Judge Ronald Gould asked if the environmentalists would still be concerned about off-road driving and camping if monument visitors were limited to maintained roads.

Bishop replied: "The impacts would be a lot less severe if you were limiting travel to the actual maintained roads."

Western Watersheds attorney Thomas Woodbury said the bureau failed to take a hard look at other management options and decided livestock grazing would take precedent over all other uses.

Judge Richard Paez asked: "Is it your position that, in order to carry out the purpose and the meaning of the proclamation, the BLM has to basically either eliminate grazing in the proclamation area or cut back significantly?"

Woodbury replied that the BLM was required to look at all options, including "no grazing," but it wouldn't be "realistic" to eliminate all cows from the monument.

Justice Department attorney Robert Stockman said the agency's management plan, took "very exhaustive look at the impacts from grazing."
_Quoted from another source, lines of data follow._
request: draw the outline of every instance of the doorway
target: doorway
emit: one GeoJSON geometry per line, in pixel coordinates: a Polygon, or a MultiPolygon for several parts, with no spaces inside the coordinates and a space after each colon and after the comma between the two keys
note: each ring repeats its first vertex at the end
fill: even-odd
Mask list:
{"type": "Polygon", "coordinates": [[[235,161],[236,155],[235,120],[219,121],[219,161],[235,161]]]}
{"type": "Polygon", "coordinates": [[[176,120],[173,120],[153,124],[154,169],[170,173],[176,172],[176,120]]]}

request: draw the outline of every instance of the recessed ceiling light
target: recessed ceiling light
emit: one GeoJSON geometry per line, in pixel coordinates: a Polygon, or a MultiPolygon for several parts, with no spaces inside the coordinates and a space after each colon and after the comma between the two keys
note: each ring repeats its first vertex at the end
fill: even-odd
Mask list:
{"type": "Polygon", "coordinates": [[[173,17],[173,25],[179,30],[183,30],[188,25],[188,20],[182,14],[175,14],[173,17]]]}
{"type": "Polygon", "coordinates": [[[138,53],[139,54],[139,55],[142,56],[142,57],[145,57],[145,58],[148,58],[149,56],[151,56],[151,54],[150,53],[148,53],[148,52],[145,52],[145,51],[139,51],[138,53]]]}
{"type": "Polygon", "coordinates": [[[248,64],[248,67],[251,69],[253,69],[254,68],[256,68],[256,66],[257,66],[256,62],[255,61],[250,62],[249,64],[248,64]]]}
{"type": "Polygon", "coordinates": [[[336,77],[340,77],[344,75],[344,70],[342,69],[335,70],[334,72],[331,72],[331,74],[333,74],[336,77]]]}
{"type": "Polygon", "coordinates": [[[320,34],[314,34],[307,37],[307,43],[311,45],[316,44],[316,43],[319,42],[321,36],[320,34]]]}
Cows are filling the environmental role that once belonged to other species such as buffalo, Stockman said.

The proclamation establishing the monument specifically said that grazing was a historical use and could continue, he argued.

"That's very different than some other monuments," he said.

Judge Raymond Fisher, participating in the hearing through a remote video feed, said he felt "uneasy" that the bureau had read the proclamation to say grazing was "grandfathered in and you can't make any changes."

"I hope that's not the position BLM is taking," Fisher said.

Stockman replied that the bureau does not deem grazing untouchable, but rather as generally acceptable and not suited for an extra environmental review.

"None of the plaintiffs can point to any evidence that suggests there will be harm to objects in the monument," Stockman said.

The bureau's management plan also makes "a huge number of changes," "all to protect the monument," he added, noting that these changes include closing some roads and airstrips, prohibiting off-road travel, and restricting oil and gas drilling.